Card Game

The Origins of the Blackjack Card Game

Games, such as everything throughout everyday life, have experienced their own development. Nobody knows for certain when and where blackjack was first played, nonetheless, many rounds of the past have comparative attributes to blackjack and can give us a smart thought of it’s follow since forever.


In France in the ahead of schedule to mid seventeenth century, a game called vingt-un or vingt-et-un was one of the initial twenty-one games. Similarly as in blackjack, the goal of this game was to get 21 without busting. At first, this game was not banked by the gambling clubs and was a private game. Players alternated as the sellers, banking the game. Whenever played in club, the gambling club would take a level of the vendor’s rewards.

Here are a portion of the standards of vingt-et-un

1. Just the seller could twofold

2. On the off chance that a vendor had 21 (Natural) players paid him triple

3. A player could wager on each round of Vingt Et Un

4. An Ace was considered 1 or 11

5. On the off chance that a player has a Natural, it is paid as 2:1

Student of history Rev. Ed. S. Taylor in “The History of Playing Cards said that vingt-et-un got famous in the mid eighteenth century and was played by notables, for example, Mademe Du Barry, a fancy woman of Louis XV and furthermore played by the Emperor Napoleon.


A forerunner to vingt-un, quinze was another French round of Spanish source. The objective of quinze was to arrive at 15. Once more, this game was not banked by the house, yet by the player who managed the cards. There were numerous similitudes to blackjack, yet 1 major contrast was that if a player busted with more than 15, he was not required to proclaim the bust. He could trust that the seller will get done with playing. The players that busted before the seller, didn’t lose their wagers.
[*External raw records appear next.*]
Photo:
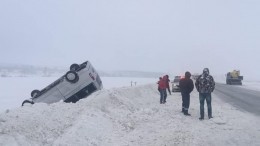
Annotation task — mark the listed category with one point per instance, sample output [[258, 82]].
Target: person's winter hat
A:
[[205, 71], [187, 74]]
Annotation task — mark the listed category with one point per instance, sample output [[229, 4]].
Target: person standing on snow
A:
[[162, 90], [205, 85], [167, 84], [160, 78], [186, 86]]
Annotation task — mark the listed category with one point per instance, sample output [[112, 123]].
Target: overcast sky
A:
[[143, 35]]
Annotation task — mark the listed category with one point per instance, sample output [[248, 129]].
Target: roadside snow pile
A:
[[127, 116]]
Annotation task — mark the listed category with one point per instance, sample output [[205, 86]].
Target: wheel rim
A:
[[71, 76]]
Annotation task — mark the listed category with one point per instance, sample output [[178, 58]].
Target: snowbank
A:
[[127, 116]]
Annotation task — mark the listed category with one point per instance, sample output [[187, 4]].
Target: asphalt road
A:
[[244, 99]]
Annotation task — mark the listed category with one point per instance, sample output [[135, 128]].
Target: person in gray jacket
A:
[[205, 85]]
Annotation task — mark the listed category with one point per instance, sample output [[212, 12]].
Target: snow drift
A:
[[127, 116]]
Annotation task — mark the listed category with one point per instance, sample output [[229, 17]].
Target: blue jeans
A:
[[206, 96], [163, 95]]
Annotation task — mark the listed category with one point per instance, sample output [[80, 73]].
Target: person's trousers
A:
[[162, 95], [207, 97], [185, 101]]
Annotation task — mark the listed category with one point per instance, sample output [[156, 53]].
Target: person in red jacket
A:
[[162, 89], [160, 78]]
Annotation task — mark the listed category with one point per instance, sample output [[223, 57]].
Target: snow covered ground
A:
[[119, 115]]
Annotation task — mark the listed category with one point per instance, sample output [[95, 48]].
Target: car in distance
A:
[[79, 82], [175, 84]]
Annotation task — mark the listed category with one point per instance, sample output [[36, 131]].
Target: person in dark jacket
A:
[[186, 86], [162, 90], [168, 84], [205, 85]]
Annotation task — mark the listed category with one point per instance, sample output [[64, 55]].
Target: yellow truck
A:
[[234, 78]]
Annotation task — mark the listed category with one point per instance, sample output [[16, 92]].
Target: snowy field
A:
[[119, 115]]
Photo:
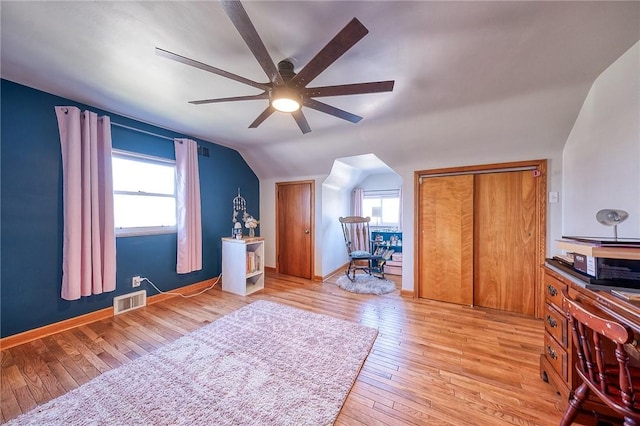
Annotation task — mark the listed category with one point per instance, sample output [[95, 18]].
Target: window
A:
[[144, 192], [383, 206]]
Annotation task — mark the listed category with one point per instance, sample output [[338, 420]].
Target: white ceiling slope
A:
[[472, 78]]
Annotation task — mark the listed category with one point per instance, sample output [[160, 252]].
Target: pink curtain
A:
[[188, 204], [358, 194], [89, 244]]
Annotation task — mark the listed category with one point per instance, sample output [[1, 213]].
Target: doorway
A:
[[295, 228]]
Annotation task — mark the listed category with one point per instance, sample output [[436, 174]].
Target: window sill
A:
[[136, 232]]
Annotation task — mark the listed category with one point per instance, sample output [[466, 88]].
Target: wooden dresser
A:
[[558, 359]]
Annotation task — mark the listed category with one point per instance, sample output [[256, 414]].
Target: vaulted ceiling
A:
[[471, 78]]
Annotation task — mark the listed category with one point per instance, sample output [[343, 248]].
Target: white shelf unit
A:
[[243, 265]]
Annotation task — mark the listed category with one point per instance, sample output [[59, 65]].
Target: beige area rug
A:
[[264, 364], [366, 284]]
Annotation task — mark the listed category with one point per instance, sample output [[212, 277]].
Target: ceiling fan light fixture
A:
[[284, 99]]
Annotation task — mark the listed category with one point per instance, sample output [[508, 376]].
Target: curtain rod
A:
[[66, 111], [141, 131]]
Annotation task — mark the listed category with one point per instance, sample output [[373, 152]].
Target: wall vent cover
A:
[[128, 302]]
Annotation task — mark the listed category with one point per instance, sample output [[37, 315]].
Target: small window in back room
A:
[[144, 191], [383, 206]]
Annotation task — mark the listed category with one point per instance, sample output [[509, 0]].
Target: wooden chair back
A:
[[614, 382], [356, 233]]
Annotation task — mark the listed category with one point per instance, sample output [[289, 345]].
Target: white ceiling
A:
[[471, 77]]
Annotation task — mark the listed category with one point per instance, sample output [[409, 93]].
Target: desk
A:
[[558, 359]]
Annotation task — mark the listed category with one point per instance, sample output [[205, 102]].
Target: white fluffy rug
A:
[[366, 284], [264, 364]]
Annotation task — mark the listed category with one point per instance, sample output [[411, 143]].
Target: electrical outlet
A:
[[135, 281]]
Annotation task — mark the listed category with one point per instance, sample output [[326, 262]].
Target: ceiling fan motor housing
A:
[[285, 68]]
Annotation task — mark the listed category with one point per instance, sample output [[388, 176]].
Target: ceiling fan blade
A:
[[343, 41], [301, 120], [241, 21], [265, 114], [264, 95], [328, 109], [214, 70], [349, 89]]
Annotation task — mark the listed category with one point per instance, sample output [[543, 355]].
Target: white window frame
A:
[[379, 194], [144, 230]]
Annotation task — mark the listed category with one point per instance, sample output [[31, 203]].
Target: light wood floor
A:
[[432, 363]]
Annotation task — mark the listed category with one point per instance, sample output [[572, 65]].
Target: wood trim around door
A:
[[541, 214], [311, 184]]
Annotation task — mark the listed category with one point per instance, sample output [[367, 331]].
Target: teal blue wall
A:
[[31, 212]]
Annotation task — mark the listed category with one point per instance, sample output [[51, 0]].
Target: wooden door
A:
[[445, 246], [505, 241], [294, 228]]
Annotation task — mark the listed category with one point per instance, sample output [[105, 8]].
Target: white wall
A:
[[381, 181], [601, 159], [335, 203]]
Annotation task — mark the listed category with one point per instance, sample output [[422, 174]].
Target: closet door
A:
[[505, 241], [445, 243]]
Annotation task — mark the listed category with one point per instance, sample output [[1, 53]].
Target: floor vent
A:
[[128, 302]]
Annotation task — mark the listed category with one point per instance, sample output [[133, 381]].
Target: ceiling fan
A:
[[287, 90]]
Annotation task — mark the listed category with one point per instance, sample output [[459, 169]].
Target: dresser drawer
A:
[[556, 355], [555, 323], [553, 290]]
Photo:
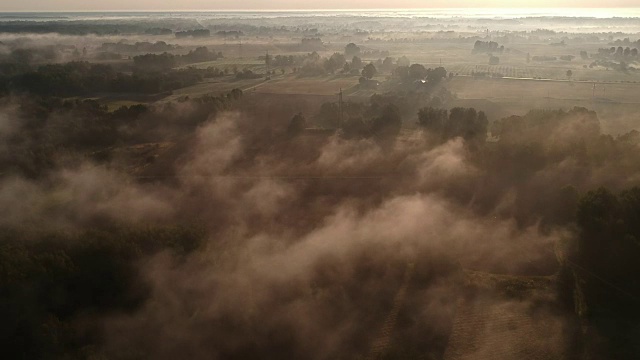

There were a couple of perspectives to this game made it intriguing mentally. First the vendor didn’t need to play by house rules and second, the players didn’t need to proclaim a bust. Therefore, it was regularly the situation that players would attempt to shroud a solid or powerless hand. Distinguished players were even known to wear covers to cover their feelings.

Sette e Mezzo

Sette e Mezzo or seven and a half, was an Italian game that was played in the seventeenth century. Like vingt-un and blackjack, the objective was to score 7 ½ without losing everything. This game was played with a 40 card deck, a deck where all 8’s, 9’s and 10’s were evacuated. In Spain and parts of Italy they regularly utilized a Latin-fit 40-card pack, with suits of Coins, Cups, Clubs and Swords.

This game was diverse to quinze in that players who busted before the vendor couldn’t keep their wagers. In that the vendor was not attached to play by house rules, some portion of the game again was mental where the players would attempt to fool the seller into making poor vital moves.

In Italy, it was mainstream to play this game during the Christmas time.

This is only a concise survey of the history going before Blackjack, the most well known game today. It has been played in some structure all through the past 4 centuries or more.